Le 3 juin 1899, la Cour de cassation casse et annule le jugement de 1894 et renvoie Dreyfus devant le conseil de guerre de Rennes. Il revient en France, le 30 juin 1899. Les débats se tiennent dans la ville de Rennes en état de siège. Fernand Labori, avocat de la défense est victime d’une tentative d’assassinat. A l’issue du procès de Rennes, Dreyfus est condamné avec circonstances atténuantes. Après sa nouvelle condamnation, Dreyfus est gracié par le Président Émile Loubet, sur proposition du président du conseil Waldeck-Rousseau. “L'incident est clos” dira le général Galliffet, ministre de la guerre ! Clos mais pas pour Dreyfus : “Je veux que la France entière sache par un jugement définitif que je suis innocent.” En juillet 1906, la Cour de cassation casse le jugement de Rennes et Dreyfus est réintégré dans l’armée avec le grade de commandant et décoré de la Légion d’honneur mais perd ses 5 ans d’ancienneté. Le calcul de ses terribles années de souffrances à l’île au Diable a été “oublié”. Il se heurte au refus de Clémenceau, président du conseil et du général Picquart, ministre de la guerre, deux de ses plus importants défenseurs… En juin 1907, voyant sa carrière bloquée, Dreyfus demande sa mise à la retraite. Le 4 juin 1908, lors de la panthéonisation de Zola, Dreyfus est victime d’une tentative d’assassinat par Jean-Louis Grégori, journaliste, nationaliste, antisémite. Ce dernier est acquitté… Bien qu'âgé de 55 ans en 1914, Dreyfus reprend son service durant toute la Grande Guerre. Il participe notamment aux dramatiques combats du Chemin des Dames en 1917. Il est placé sous les ordres d’un colonel antisémite et militant de “l’Action française.” Dreyfus décède le 12 juillet 1935. Il est inhumé au cimetière Montparnasse. La diffusion des films sur l’Affaire provoque l’inquiétude du gouvernement français qui promulgue en 1915 une loi interdisant tous les films sur Dreyfus. Cette interdiction, qui touche également Dreyfus, film allemand du réalisateur autrichien d’origine juive Richard Oswald, sorti en 1930, ne sera levée qu’en 1950.

Cette exposition est captivante, émouvante. Elle est également très pédagogique et joue un rôle de formation d’une nouvelle génération du CM2 à l’université. A travers Dreyfus, c’est le combat contre la haine des Juifs qui s’illustre remarquablement. A l’heure où l’antisémitisme reprend des couleurs, en France, soyons très vigilants.
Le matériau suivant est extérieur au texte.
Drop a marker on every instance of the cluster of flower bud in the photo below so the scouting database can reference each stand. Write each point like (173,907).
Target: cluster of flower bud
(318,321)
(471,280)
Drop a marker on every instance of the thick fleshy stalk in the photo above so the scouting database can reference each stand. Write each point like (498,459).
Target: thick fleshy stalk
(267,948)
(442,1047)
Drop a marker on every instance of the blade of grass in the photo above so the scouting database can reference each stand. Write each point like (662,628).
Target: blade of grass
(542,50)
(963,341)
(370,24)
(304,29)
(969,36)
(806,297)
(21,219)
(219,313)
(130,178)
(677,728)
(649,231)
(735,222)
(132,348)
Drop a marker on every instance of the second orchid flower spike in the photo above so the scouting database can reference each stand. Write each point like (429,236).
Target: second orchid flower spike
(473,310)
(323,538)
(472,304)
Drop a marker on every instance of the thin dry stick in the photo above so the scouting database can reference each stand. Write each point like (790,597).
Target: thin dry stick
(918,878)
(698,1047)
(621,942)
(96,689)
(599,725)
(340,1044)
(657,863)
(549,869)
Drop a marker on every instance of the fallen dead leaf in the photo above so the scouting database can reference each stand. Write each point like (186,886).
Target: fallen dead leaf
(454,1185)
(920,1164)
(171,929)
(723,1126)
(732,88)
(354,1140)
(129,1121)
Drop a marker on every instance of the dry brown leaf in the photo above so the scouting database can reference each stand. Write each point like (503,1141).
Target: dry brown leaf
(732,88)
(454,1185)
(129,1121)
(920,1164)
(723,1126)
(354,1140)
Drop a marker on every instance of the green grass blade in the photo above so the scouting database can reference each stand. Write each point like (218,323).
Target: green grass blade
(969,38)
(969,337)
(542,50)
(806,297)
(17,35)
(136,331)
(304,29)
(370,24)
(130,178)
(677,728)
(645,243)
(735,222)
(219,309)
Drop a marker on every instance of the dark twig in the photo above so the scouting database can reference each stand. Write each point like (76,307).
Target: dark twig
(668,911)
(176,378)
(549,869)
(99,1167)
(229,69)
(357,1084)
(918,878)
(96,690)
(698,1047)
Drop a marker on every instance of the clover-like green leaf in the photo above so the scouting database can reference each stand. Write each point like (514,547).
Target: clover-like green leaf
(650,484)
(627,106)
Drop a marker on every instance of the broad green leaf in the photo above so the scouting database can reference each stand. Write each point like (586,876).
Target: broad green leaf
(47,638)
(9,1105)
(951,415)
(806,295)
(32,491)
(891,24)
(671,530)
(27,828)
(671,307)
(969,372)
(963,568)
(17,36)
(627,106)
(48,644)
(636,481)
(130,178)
Une exposition à ne pas manquer.
Musée d’art et d’histoire du Judaïsme - Jusqu'au 31 août 2025

Jackie Morelle (19/4/2025)


 

Centre Pompidou - Paris noir
Circulations artistiques et luttes anticoloniales 1950-2000

Avant sa fermeture définitive, fin septembre 2025 pour une durée de 5 ans, le Centre Pompidou nous invite à voir son avant-dernière exposition très riche et très intéressante : "Paris noir".
Elle met en lumière les artistes noirs en France dans ce musée parisien. Paris en a accueilli de nombreux entre 1950 et 2000. Ces derniers méconnus dessinent un riche panorama des expériences artistiques noires dans la capitale.
Près de quatre cents œuvres et documents sont répartis par sections thématiques. De la création de la revue Présence Africaine à celle de la Revue Noire, l’exposition retrace la présence et l’influence des artistes noirs, cinquante ans d’expression artistique à Paris. Elle dresse une cartographie possible du Paris noir marquée par l’invisibilisation des artistes et l’éparpillement de leurs œuvres. Cette exposition retrace l’histoire aussi clairement que possible et en s’efforçant d’atteindre une exhaustivité d’autant plus désirable qu'il s'agit de rendre justice à des artistes pour la plupart inconnus.
Plus de cent cinquante artistes africains, afro-américains et caribéens y déploient des esthétiques panafricaines et transatlantiques. Le parcours montre depuis Paris l’histoire des indépendances africaines, la lutte pour les droits civiques aux États-Unis et les luttes pour l’égalité en France à la fin du 20e siècle. Paris voit émerger des œuvres révélant la triste condition des travailleurs étrangers. Les marrons, ces esclaves noirs qui ont fui les plantations sont également honorés. Le mot “marron” vient probablement de l’espagnol cimarrón...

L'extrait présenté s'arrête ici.